Times are a-changing for 60-something Humboldt County legacy pot farmer Devi (Kristin Fairchild) ever since marijuana legalization came to California in Marlo Furloni and Kate McLean’s compelling film. Lagging behind neighbors who’ve filed for expensive cultivation permits, Devi’s content to sell her premium buds on the illicit market until she’s hit with a Notice to Abate for public nuisance. Following visits to a local high-tech greenhouse and an NCIA conference, Devi’s overwhelmed. After one last failed effort to move her latest strain, she loses it. It’s quite a performance by Fairchild, who emotes throughout and especially in the final act. Freeland refers to a defunct commune where Devi and her friend Ray (John Craven) once lived. Devi remains caught in the past as the present and future race by her.

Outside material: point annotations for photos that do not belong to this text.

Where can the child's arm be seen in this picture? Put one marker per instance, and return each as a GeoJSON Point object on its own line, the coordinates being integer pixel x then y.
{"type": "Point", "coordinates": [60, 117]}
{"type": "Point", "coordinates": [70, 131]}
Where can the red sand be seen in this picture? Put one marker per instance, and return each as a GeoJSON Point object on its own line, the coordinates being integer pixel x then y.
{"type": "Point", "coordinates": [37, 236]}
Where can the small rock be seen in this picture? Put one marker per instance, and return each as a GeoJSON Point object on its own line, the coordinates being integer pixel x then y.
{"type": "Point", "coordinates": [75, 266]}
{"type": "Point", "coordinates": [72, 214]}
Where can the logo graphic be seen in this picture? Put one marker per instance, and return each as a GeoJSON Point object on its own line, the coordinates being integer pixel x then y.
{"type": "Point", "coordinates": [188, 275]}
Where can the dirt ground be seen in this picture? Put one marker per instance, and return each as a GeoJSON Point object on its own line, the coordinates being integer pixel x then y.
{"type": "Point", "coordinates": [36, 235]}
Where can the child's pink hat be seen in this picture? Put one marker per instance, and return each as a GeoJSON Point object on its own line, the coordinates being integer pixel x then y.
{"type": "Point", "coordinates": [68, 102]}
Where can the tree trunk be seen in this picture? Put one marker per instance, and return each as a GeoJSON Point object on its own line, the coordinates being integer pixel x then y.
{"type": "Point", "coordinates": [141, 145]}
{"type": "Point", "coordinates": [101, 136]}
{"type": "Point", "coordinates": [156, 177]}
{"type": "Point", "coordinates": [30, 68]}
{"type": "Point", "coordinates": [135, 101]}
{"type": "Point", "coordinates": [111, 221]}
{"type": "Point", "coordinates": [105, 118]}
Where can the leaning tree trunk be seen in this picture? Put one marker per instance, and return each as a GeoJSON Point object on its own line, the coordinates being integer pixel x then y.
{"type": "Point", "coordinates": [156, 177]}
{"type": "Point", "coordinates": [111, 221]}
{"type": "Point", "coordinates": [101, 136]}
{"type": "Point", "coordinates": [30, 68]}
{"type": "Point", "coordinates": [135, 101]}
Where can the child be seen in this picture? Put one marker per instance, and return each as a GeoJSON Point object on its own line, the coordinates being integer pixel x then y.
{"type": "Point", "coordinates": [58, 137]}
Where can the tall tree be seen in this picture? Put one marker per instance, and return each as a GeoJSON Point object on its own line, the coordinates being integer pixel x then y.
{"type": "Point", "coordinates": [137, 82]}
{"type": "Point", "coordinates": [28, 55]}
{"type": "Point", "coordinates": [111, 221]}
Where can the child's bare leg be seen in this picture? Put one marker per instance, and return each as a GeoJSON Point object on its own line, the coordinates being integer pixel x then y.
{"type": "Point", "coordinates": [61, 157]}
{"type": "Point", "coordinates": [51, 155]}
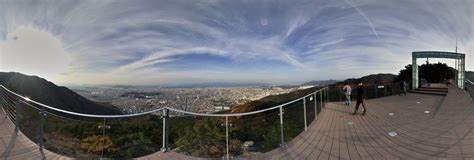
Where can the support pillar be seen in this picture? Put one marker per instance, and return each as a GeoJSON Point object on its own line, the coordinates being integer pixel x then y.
{"type": "Point", "coordinates": [41, 142]}
{"type": "Point", "coordinates": [304, 111]}
{"type": "Point", "coordinates": [282, 144]}
{"type": "Point", "coordinates": [165, 116]}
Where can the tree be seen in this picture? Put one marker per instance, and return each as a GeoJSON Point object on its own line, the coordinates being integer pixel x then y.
{"type": "Point", "coordinates": [96, 144]}
{"type": "Point", "coordinates": [433, 73]}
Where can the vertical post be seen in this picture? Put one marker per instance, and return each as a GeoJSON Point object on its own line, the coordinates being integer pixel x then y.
{"type": "Point", "coordinates": [304, 110]}
{"type": "Point", "coordinates": [414, 70]}
{"type": "Point", "coordinates": [376, 89]}
{"type": "Point", "coordinates": [315, 106]}
{"type": "Point", "coordinates": [103, 138]}
{"type": "Point", "coordinates": [17, 115]}
{"type": "Point", "coordinates": [281, 128]}
{"type": "Point", "coordinates": [164, 147]}
{"type": "Point", "coordinates": [227, 136]}
{"type": "Point", "coordinates": [42, 114]}
{"type": "Point", "coordinates": [321, 97]}
{"type": "Point", "coordinates": [327, 94]}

Three boys, traumatized by their childhoods, become hoodlums in Nadil Elderkin’s gritty drama set in L.A. It’s all about the cycle of violence. The key character Calvin (Jacob Latimore) watched as a cop killed his father. A sensitive, bright kid, Calvin strikes back with violent rage. His two besties – Jessie (Kelvin Harrison Jr.) and Nicky (Charlie Plummer), who’s married to dancer Joyce (Amber Heard) – have similar histories. The terrible trio goes on a rampage of beat-downs and car thefts for no apparent reason; to them it’s just another video game, but in real life. Pills are mixed in during a sexy club scene. While Nicky gets pinched and Calvin’s targeted for revenge. Jessie quietly manages to live another day on the streets of Compton.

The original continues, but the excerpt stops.